Overall Architecture

Arch

AlexNet is a type of CNN.

The first convolutional layer filters the 224×224×3 input image with 96 kernels of size 11×11×3
with a stride of 4 pixels. (And with 2 padding)

$\text { Output Size }=\left\lfloor\frac{(\text { Input Size }- \text { Filter Size }+2 \times \text { Padding })}{\text { Stride }}\right\rfloor+1$

So it will be:

$\text { Output Size }=\left\lfloor\frac{(\text { 224 }- \text { 11 }+2 \times \text { 2 })}{\text { 4 }}\right\rfloor+1 = \lfloor \frac{217}{4} \rfloor +1 = 54+1 = 55$

For the depth, it has two separate image so the depth is $\frac{96}{2} = {48}$

So we have:

The second convolutional layer takes as input the (response-normalized and pooled) output of the first convolutional layer and filters it with 256 kernels of size 5 × 5 × 48.

Also need to mark:

The third convolutional layer has 384 kernels of size 3 × 3 ×
256 connected to the (normalized, pooled) outputs of the second convolutional layer.

Here AlexNet make the convolution results of second layer to both third layer, that means “The GPUs communicate only at certain layers.”

The fully-connected layers have 4096 neurons each.

Data Part

Data Augmentation

The first form of data augmentation consists of generating image translations and horizontal reflections.

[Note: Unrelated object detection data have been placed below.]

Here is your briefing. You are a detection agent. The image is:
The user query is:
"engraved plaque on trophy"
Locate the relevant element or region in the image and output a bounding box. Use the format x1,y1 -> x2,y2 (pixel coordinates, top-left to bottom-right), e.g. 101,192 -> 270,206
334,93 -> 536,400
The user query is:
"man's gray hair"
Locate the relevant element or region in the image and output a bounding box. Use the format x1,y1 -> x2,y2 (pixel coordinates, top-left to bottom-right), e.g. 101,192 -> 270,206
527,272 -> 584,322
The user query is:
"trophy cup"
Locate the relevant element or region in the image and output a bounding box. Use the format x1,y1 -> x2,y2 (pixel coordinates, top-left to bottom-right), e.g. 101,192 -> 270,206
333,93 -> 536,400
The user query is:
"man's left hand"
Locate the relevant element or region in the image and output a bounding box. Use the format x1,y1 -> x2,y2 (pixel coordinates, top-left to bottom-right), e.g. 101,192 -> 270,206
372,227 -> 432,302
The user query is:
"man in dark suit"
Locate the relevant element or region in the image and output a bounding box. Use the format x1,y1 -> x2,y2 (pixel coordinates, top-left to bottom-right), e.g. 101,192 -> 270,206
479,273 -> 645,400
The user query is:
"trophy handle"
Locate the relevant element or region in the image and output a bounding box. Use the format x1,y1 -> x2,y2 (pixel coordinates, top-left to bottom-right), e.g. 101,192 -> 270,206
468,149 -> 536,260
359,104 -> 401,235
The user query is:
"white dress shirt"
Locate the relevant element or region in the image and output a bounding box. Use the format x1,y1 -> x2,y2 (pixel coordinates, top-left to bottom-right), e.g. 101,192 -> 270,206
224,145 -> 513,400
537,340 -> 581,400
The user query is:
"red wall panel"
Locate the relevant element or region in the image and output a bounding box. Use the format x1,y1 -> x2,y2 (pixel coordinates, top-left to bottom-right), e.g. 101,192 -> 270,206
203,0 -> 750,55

We do this by extracting random 224 × 224 patches (and their horizontal reflections) from the 256×256 images and training our network on these extracted patches

This doest really make sense cuz the new image are almost the same.

The second form of data augmentation consists of altering the intensities of the RGB channels in
training images.

But in fact at the dataset part AlexNet write “So we trained our network on the (centered) raw RGB values of the pixels.” So perhaps this hasnt use.

Dropout

At that time scientists think with drop out we can get several different models. but now we know it is same to L2 norm.

Dropout: A Simple Way to Prevent Neural Networks from Overfitting. By Nitish Srivastava, Geoffrey Hinton, Alex Krizhevsky, Ilya Sutskever, and Ruslan Salakhutdinov. UoT.

Results

The results are unprecedented good. But what is really worth thinking is the 6.1 Quotative Evaluation part.

res

Five ILSVRC-2010 test images in the first column. The remaining columns show the six training images that produce feature vectors in the last hidden layer with the smallest Euclidean distance from the feature vector for the test image.

This shows that CNN is really good at image embedding.